The tower in the centre of Automaton Lung reminds me of the Megastructures of the Metabolist movement, a small collection of architects in the 1950s-70s in Japan, whose designs were centred on a total restructuring of society around the functions of architecture. A belief, generally, in modular buildings, in legible central structures, like the lift shaft, that connected to capsules, and of a technocratic reliance on the designer.

In an excellent history of the movement, Zhongjie Lin (Kenzo Tange and the Metabolist Movement – 2010) identifies a moment that the modernist ideals of the collective gave in to the demands (and resources) of global capital, as the Japan World Exposition in 1970. The group, in taking control of the show’s design, and in pushing out one of the more leftwing architects also elected to the job, proceeded to produce a series of characteristically beautiful and strange structures, but without the social cause embedded in them before, on behalf of the financial and business interests in their work, on display to the visiting world.

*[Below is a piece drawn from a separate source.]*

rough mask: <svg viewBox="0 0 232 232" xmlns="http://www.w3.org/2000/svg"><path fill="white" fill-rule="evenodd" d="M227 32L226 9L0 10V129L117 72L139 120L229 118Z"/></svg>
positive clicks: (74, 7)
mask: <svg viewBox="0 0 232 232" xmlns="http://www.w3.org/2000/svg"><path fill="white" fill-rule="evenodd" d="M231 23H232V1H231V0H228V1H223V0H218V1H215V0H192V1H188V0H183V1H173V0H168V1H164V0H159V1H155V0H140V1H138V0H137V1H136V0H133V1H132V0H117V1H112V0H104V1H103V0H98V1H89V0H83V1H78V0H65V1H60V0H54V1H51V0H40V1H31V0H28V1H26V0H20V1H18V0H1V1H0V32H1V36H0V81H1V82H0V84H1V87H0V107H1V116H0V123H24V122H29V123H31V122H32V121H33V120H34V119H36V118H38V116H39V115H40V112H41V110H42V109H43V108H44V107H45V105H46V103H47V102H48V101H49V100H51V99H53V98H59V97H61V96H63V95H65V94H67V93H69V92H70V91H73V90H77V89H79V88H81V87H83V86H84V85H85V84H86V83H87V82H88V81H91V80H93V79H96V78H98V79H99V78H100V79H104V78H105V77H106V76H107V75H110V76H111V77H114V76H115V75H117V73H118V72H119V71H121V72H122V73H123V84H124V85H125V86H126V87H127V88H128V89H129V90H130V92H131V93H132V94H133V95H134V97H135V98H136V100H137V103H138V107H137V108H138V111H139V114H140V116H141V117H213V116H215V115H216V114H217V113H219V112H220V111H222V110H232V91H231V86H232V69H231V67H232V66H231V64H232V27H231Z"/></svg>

The Megastructures of their dreams then fused with those of the culture’s acceleration towards profit, a thing that would mark and haunt genre fiction, in the postmodern science fiction of Manga and Anime in the 70s and 80s for instance, for which the theoretical designs of the Metabolists, and the actual upward expansions of Japanese cities based on capital, were integrated into a recurring thematics of the megastructural maze.

This is an example of where a work like Automaton Lung is a few steps down the line, the central lift of the megastructure, a fundamentally social technology, around which has grown the unique platform puzzle, a building that lives in a blasted landscape surrounded by examples of social architectures past that themselves are now theme parks for jumping.

both of these games i enjoyed a lot, and the richness of Automaton Lung has made it one of my favourites of all time. there are many threads to be pulled here in why platformers may be one way or another, i think.